– Да очень просто. Он живет сегодняшним днем. Он обслуживает только тех покойников, о которых его просят, простите за выражение. . .
– А вы сами. . .
– О! Я готовлю почву заранее. Я намечаю себе клиентов. Начинаю их обхаживать. Привязываю к себе. Приманиваю к своему учреждению. Закрепляю исключительно за собой. И в определенное время плачущие родственники узнают из завещания, что покойный господин такой-то доверил выполнить похоронный ритуал конторе Пилата. Это целая дипломатия, милый мой. Все это требует умения, гибкости, изобретательности, фантазии. . .
– Гениальности. . .
– Да, действительно, гениальности. . . Постойте, если бы вы были богаты, я пригласил бы вас в воскресенье к себе, мы бы сыграли в карты, я бы с вами шутил, а потом незаметно перешел бы к серьезным вопросам, я бы говорил с вами о недолговечности человеческой жизни, о своей смерти, о вашей смерти, потихоньку я вырвал бы у вас принципиальное согласие. . . но, к сожалению, вы небогаты!
Он громко захохотал.
– Да, я небогат, – сказал Анатоль Филатр, отводя взгляд. – Я небогат. И не могу вас интересовать. . .

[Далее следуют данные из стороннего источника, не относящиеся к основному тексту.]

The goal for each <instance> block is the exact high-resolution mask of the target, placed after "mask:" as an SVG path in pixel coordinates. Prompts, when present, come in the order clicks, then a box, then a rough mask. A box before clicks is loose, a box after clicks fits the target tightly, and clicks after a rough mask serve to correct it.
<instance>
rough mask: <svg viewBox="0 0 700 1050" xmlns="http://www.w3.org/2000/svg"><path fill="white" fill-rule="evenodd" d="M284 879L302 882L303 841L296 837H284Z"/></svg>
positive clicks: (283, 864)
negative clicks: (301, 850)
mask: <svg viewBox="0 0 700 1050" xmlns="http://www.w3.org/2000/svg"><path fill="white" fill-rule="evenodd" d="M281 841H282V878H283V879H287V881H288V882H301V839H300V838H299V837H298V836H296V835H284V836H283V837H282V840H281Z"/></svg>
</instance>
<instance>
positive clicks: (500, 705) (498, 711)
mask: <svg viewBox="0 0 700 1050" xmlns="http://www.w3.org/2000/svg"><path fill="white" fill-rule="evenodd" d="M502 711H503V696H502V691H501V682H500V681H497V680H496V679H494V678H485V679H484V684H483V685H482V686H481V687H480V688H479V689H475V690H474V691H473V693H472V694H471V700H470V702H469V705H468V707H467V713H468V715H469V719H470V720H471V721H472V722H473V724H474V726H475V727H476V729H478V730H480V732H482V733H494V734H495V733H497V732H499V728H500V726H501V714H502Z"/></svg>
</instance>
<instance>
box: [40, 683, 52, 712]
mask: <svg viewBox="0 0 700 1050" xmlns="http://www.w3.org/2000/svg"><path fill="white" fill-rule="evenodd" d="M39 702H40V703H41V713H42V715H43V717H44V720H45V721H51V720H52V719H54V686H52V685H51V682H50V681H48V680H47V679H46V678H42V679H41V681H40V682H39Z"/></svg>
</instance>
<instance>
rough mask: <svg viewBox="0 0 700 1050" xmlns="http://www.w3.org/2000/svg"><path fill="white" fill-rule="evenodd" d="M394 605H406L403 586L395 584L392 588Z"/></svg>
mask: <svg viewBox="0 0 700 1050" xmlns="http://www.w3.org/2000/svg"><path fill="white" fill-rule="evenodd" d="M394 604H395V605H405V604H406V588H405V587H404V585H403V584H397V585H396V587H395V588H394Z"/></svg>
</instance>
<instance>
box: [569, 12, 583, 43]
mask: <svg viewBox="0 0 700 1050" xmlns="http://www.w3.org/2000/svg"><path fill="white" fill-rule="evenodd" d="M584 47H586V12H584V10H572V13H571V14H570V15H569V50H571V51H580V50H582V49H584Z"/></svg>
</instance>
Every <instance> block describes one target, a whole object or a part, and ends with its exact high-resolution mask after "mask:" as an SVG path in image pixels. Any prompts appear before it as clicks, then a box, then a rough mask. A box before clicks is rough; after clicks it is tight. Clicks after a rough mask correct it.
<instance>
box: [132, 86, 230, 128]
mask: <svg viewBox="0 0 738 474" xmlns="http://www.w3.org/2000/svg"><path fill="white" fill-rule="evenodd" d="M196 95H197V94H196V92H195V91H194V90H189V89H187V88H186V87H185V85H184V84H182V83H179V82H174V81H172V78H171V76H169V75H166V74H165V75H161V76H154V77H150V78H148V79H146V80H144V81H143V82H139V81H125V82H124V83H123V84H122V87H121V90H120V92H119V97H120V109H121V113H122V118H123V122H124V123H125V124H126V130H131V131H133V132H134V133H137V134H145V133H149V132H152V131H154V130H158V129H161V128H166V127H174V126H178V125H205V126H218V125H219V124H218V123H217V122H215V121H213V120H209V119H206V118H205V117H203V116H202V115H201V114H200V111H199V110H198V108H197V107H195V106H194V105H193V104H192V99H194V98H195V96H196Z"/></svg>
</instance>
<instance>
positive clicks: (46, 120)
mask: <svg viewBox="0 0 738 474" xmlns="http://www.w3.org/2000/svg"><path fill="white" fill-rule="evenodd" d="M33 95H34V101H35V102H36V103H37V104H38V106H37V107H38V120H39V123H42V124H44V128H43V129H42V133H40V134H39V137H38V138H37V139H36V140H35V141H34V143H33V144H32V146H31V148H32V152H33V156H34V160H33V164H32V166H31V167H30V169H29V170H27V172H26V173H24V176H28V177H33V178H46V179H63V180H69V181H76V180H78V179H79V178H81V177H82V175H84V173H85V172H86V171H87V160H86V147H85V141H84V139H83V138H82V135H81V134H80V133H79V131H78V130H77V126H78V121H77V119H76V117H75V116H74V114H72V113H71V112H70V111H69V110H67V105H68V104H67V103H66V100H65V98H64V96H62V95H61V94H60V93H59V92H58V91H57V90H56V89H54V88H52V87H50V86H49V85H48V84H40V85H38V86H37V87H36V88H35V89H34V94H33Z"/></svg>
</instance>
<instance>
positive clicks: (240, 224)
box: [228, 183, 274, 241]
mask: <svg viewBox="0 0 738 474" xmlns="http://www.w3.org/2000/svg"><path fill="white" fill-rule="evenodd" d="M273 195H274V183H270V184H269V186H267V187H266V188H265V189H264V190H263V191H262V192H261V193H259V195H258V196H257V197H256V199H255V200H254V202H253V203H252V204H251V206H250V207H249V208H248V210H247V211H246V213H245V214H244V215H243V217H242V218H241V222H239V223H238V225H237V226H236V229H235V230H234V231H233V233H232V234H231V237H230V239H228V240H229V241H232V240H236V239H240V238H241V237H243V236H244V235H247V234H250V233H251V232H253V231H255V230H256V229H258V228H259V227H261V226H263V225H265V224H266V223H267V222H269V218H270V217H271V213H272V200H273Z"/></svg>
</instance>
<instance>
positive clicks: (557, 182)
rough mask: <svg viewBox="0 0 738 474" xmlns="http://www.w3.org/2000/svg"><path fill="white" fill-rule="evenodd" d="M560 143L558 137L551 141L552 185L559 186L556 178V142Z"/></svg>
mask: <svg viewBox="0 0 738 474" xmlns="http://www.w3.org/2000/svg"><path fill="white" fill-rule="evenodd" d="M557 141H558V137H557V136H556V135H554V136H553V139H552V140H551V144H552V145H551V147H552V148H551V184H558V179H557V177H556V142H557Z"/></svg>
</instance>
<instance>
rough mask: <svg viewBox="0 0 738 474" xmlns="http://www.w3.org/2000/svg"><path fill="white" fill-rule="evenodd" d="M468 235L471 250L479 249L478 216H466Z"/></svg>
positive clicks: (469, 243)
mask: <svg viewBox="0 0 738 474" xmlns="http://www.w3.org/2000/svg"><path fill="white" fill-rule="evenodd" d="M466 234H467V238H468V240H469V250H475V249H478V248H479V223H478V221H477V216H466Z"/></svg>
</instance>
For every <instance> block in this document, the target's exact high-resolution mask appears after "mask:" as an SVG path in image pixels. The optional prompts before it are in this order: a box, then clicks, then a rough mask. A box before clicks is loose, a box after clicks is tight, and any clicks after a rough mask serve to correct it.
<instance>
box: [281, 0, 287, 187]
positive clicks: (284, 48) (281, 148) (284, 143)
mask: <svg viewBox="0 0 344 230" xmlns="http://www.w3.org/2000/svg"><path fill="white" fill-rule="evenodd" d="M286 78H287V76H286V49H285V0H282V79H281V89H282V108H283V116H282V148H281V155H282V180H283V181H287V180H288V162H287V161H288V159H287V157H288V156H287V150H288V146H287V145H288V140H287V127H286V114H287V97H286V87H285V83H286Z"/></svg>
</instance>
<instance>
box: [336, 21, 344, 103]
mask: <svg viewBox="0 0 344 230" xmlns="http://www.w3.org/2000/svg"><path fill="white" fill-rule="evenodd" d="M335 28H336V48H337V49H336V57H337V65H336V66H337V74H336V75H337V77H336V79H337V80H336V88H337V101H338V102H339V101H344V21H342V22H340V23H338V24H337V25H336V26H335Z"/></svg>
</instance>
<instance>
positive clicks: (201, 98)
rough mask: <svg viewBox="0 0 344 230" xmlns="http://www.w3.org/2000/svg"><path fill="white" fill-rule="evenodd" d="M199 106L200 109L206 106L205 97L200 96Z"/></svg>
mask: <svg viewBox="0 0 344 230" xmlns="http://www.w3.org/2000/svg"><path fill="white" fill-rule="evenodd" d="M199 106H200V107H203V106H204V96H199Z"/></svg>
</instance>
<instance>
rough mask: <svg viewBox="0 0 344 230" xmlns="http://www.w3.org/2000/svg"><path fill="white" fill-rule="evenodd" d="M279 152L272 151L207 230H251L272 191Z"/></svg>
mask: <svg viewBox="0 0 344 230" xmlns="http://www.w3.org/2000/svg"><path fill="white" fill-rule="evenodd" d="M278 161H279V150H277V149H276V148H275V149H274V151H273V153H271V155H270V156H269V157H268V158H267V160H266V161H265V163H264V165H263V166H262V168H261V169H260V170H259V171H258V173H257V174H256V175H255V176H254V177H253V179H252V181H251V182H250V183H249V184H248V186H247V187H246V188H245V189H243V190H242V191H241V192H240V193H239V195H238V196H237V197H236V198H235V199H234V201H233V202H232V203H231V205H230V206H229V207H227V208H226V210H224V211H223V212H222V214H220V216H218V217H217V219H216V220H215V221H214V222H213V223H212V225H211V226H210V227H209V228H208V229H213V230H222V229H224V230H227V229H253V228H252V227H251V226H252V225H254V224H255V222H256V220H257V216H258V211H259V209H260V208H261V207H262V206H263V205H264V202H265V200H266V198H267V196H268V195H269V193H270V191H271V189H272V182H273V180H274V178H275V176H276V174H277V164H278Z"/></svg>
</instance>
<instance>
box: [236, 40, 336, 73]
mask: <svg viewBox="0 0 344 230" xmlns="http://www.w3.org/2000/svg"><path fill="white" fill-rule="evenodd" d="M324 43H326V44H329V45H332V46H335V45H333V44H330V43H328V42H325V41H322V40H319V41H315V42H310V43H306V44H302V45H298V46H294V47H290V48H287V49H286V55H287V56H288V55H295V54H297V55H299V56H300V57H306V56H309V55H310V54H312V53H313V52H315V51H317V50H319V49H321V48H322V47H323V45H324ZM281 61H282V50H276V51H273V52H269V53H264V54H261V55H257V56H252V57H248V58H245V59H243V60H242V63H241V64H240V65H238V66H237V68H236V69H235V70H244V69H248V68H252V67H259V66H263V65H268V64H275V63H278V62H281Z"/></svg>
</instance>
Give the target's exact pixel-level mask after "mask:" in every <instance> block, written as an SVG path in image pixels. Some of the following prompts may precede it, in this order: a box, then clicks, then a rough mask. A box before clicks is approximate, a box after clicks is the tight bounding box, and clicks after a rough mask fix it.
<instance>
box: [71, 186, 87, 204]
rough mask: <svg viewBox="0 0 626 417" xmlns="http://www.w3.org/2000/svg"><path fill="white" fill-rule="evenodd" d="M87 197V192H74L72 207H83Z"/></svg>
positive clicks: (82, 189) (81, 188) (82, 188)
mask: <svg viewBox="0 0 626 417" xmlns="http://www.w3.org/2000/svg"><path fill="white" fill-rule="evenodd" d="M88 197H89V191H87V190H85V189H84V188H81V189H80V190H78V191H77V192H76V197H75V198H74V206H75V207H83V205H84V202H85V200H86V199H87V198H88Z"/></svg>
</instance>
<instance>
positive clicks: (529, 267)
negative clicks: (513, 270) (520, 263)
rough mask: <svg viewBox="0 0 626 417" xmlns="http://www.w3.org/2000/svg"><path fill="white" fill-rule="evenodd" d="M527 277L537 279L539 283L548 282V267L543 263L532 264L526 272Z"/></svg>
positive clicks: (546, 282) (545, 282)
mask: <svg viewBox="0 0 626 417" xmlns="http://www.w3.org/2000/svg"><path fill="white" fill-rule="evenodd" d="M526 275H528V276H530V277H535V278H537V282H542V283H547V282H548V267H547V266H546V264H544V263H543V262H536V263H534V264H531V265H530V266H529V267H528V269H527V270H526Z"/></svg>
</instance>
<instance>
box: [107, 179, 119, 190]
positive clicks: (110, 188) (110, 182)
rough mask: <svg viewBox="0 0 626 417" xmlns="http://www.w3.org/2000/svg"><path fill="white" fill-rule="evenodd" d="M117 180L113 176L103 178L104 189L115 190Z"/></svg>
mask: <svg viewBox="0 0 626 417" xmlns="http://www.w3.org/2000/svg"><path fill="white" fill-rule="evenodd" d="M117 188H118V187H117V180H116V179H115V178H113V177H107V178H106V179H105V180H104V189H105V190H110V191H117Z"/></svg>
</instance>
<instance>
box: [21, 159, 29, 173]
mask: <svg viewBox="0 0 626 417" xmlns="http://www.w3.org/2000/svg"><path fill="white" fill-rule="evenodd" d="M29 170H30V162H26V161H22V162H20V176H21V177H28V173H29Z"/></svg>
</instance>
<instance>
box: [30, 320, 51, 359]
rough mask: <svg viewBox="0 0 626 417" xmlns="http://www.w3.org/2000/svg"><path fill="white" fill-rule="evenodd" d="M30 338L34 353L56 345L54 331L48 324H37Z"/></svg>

На это Пилат ничего не ответил и поднес свою странно белую руку к бороде цвета черного дерева. Растопырив пальцы, он гладил кончик бороды, щупал его, расчесывал, влюбленно взвешивал на ладони. Из-под нахмуренных бровей его взгляд цепко прощупывал несчастного Анатоля, оценивая его рост и объем. Его ноздри раздувались, он что-то тщательно обдумывал.
Чувствовалось, что какая-то навязчивая мысль крутилась у него в голове.
– Я не могу вас интересовать, – повторил дрожащим голосом Анатоль Филатр.
– А вот и можете, – вскричал Пилат.
И он победоносно стукнул рукой по письменному столу. Анатоль Филатр подскочил и снова сжался в своем кресле.
– Да, можете, – повторил Пилат. – Вы меня интересуете как раз такой, какой вы есть: слабый, бедный, без будущего.
– Но чем? – пролепетал Сын Неба.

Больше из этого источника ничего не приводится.